SM – Iniciando a segunda gestão, o que aprendeu com a primeira?

ACG – Eu constatei que tenho pessoas maravilhosas do meu lado. Gente que se doa em nome de uma causa e que faz isso sem ganhar nada em troca. Aprendi que sempre haverá críticas e que é necessário ouvi-las, por mais absurdas que pareçam ser. Ser parte da diretoria não é fácil. É cansativo. Toma um tempo precioso e atrasa a nossa produção autoral. Por outro lado é muito bom ter a oportunidade de fazer a diferença e, quem sabe, iluminar o caminho de alguém.

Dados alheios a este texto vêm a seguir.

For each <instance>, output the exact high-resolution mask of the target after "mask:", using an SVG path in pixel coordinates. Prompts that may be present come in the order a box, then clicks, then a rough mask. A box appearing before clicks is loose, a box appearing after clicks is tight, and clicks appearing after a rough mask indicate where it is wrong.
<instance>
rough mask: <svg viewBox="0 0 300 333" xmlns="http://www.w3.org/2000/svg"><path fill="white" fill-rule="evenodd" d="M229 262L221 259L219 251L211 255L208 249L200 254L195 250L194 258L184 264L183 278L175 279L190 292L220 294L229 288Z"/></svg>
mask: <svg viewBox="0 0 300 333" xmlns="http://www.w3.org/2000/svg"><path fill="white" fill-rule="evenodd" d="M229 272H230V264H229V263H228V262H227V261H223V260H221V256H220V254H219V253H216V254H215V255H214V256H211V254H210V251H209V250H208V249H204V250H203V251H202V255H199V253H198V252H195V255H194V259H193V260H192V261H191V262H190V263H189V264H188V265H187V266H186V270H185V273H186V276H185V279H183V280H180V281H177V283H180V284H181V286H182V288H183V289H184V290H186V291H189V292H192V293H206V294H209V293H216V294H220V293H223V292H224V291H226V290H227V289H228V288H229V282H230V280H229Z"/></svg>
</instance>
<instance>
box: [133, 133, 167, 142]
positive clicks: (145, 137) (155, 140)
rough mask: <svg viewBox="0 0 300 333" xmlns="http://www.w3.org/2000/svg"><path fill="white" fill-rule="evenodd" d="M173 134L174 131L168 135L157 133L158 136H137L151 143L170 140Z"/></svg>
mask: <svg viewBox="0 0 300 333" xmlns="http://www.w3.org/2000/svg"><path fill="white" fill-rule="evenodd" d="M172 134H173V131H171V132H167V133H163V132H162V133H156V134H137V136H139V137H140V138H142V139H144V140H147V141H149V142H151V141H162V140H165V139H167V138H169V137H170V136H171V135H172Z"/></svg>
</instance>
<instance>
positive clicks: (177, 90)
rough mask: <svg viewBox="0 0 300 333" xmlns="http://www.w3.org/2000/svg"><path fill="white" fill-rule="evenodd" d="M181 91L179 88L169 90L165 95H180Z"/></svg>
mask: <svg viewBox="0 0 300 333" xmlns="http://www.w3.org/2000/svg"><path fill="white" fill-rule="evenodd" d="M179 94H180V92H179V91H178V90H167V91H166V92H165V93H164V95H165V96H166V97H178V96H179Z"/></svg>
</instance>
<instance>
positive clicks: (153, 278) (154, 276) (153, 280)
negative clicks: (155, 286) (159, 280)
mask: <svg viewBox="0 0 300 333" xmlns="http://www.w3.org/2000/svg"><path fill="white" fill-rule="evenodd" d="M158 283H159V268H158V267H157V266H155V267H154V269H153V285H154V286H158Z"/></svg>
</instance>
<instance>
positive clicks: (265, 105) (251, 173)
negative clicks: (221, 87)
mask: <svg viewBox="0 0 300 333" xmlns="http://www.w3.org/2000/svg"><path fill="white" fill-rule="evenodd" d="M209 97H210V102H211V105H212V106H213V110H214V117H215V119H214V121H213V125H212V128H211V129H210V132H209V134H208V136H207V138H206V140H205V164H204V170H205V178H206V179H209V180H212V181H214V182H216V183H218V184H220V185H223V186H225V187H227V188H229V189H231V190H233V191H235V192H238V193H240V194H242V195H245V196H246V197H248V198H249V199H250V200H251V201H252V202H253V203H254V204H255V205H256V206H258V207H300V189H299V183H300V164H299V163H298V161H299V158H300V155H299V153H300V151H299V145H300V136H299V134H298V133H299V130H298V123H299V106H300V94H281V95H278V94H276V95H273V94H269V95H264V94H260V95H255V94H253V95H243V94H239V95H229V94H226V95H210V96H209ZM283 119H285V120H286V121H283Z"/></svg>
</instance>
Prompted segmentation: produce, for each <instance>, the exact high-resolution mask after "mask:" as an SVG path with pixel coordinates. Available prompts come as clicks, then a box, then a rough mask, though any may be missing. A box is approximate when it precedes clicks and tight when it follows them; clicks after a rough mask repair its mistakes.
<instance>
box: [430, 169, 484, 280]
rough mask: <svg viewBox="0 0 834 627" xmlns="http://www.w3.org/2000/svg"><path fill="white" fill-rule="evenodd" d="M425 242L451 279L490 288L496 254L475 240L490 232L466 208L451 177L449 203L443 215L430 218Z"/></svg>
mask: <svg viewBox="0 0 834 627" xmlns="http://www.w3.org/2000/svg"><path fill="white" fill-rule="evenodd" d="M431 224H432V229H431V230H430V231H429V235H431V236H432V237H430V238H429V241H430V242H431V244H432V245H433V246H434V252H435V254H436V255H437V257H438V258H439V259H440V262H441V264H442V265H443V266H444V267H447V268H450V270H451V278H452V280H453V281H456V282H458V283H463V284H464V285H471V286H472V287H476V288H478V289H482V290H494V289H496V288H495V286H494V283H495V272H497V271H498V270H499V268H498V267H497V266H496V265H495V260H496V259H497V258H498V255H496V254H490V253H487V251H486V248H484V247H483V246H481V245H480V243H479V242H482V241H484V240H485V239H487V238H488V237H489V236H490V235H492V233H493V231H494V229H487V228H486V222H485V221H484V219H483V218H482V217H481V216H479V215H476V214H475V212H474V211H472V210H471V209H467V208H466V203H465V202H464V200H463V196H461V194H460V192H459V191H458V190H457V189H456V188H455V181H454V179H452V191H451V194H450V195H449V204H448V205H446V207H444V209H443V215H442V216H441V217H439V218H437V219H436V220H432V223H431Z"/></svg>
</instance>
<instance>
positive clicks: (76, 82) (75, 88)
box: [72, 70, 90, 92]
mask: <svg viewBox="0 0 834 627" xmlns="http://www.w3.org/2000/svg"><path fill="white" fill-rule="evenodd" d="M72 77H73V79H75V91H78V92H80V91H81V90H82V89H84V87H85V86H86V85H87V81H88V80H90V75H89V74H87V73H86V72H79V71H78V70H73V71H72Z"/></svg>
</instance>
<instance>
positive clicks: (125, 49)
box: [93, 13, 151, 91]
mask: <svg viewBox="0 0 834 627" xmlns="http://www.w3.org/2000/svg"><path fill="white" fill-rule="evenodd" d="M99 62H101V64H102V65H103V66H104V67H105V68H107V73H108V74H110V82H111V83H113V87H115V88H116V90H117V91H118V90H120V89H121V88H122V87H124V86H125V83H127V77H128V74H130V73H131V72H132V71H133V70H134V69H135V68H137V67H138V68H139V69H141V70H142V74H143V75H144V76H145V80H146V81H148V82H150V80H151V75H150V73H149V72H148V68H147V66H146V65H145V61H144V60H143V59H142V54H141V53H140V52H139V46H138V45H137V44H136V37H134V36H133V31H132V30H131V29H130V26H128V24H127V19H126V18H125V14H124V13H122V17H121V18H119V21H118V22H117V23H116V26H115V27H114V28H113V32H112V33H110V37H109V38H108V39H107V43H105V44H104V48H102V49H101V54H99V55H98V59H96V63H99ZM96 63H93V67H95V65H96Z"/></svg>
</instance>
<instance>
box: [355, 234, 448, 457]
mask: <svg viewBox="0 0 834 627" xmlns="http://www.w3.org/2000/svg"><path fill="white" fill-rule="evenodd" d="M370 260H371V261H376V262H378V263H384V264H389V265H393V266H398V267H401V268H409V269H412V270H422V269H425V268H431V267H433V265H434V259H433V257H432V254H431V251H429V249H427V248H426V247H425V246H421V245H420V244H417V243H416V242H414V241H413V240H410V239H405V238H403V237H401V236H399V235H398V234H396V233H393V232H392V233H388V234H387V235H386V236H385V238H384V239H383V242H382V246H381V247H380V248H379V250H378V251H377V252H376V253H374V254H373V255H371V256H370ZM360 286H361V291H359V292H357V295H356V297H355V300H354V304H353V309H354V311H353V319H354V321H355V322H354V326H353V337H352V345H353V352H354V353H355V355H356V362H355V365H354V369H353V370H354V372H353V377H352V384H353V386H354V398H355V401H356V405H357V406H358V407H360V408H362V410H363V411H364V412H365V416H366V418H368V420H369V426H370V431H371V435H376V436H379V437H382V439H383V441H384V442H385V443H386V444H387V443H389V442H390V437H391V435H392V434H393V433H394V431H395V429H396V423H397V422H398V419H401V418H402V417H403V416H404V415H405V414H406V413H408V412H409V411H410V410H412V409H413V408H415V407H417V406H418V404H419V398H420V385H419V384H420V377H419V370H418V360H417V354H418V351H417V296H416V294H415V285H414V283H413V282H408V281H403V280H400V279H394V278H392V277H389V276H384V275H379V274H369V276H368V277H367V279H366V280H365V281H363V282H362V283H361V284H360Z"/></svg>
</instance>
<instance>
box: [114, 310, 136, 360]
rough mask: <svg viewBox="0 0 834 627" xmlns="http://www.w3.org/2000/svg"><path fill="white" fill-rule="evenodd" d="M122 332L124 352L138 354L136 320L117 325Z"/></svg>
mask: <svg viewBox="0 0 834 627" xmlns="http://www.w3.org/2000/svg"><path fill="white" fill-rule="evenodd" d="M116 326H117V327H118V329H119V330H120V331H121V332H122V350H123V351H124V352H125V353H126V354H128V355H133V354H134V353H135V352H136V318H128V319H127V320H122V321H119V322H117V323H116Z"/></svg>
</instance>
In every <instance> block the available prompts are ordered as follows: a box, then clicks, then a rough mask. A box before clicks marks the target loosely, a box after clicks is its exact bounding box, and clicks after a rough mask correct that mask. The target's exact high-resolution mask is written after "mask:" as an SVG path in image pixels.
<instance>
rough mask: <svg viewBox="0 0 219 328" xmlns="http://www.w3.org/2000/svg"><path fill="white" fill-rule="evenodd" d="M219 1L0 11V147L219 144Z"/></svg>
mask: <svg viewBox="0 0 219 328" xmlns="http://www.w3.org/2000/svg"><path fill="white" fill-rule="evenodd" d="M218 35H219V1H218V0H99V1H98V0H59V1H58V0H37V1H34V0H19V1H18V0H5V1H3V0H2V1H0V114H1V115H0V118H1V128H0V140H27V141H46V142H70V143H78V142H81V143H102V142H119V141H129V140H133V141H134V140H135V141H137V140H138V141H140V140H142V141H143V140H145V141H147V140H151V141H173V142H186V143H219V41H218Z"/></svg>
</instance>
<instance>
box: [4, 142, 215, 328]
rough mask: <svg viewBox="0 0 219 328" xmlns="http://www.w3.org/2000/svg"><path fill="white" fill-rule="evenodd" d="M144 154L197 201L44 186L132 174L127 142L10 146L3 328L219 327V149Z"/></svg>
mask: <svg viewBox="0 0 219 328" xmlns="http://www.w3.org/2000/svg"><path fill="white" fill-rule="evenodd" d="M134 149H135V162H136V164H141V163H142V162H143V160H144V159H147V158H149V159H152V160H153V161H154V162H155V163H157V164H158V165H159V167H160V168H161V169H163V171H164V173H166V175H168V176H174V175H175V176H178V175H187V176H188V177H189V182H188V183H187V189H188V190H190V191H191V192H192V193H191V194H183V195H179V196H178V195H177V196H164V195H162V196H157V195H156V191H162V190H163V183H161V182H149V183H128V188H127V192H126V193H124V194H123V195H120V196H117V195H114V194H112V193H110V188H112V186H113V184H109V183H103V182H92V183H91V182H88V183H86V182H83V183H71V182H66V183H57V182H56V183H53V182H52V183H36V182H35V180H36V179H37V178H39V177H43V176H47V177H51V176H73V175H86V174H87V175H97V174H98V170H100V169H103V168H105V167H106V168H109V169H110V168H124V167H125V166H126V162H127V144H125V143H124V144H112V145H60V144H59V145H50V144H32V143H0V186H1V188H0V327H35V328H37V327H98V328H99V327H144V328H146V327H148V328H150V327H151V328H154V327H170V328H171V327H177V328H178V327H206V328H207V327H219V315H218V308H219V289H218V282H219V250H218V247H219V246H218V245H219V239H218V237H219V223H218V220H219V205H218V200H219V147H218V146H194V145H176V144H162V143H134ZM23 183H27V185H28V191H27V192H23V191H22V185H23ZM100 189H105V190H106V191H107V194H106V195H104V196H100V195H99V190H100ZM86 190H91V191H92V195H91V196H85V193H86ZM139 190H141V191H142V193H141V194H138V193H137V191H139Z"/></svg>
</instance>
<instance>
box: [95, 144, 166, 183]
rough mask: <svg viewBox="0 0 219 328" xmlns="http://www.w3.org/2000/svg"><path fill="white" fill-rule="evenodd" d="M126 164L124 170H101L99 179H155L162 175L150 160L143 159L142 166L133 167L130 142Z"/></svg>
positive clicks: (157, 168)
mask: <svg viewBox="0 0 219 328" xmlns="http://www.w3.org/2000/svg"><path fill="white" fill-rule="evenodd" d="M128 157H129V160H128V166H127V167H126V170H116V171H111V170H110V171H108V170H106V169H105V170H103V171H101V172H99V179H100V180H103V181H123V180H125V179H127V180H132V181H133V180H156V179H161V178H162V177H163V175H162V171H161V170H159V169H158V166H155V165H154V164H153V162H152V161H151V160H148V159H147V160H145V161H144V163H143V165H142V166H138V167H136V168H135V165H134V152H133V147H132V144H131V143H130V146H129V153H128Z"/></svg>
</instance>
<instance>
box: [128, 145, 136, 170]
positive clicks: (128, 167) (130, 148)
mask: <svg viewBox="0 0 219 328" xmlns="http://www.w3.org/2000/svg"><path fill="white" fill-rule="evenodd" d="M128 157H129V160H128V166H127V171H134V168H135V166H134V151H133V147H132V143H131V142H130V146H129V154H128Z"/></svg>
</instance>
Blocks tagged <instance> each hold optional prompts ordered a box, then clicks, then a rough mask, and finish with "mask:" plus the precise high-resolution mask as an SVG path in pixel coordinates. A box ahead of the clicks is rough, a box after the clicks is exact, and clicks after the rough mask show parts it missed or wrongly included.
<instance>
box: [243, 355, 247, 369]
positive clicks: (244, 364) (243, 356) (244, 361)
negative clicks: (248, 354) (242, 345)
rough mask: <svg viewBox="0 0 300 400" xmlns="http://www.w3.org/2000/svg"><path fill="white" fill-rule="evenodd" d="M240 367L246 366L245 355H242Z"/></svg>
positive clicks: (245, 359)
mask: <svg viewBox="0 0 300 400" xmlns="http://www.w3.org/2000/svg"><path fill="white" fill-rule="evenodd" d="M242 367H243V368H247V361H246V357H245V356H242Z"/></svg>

Aprendi também que, para as coisas andarem, é preciso delegar e administrar. Quanto mais pessoas ajudando, melhor. Mas cada uma tem que ter uma função definida, ou nada será realizado.  

SM – O que você imagina que seja a sua marca na AEILIJ?

ACG – Acho que é cedo para pensar em uma marca. Tenho ainda quase dois anos de gestão e muitos planos pela frente. Entre eles há uma vontade de nos aproximar de congêneres da América do Sul. Um contato inicial, uma troca de entrevistas e de ideias. Quem sabe onde isso poderá nos levar? Quero criar também um Espaço Memória para autores da AEILIJ que não estejam mais conosco. Uma garantia de que sua imagem e sua biografia poderão ser acessadas mesmo que seus sites saiam do ar. Começaremos com homenagens à Hermes Bernardi Jr., Zé Zuca, Elvira Vigna, Michelle Behar, Elias José, Marciano Vasques e Liliana Iacocca… Quero incluir todos aqueles que já foram associados da AEILIJ em algum momento de suas vidas. Precisamos também nos concentrar em resolver a questão do Regimento Interno. Agora, se hoje fosse o meu último dia como presidente da associação, acredito que as minhas marcas seriam o registro e a organização das informações (em sites, blog, Facebook, e canal do Youtube – fui eu quem juntou todos os seminários, boletins, Discussões, livros da Dorina, doações, etc.), a modernização, no meio digital e no estatuto, possibilitando a inscrição em editais e a formação de novas parcerias, e a delegação das tarefas.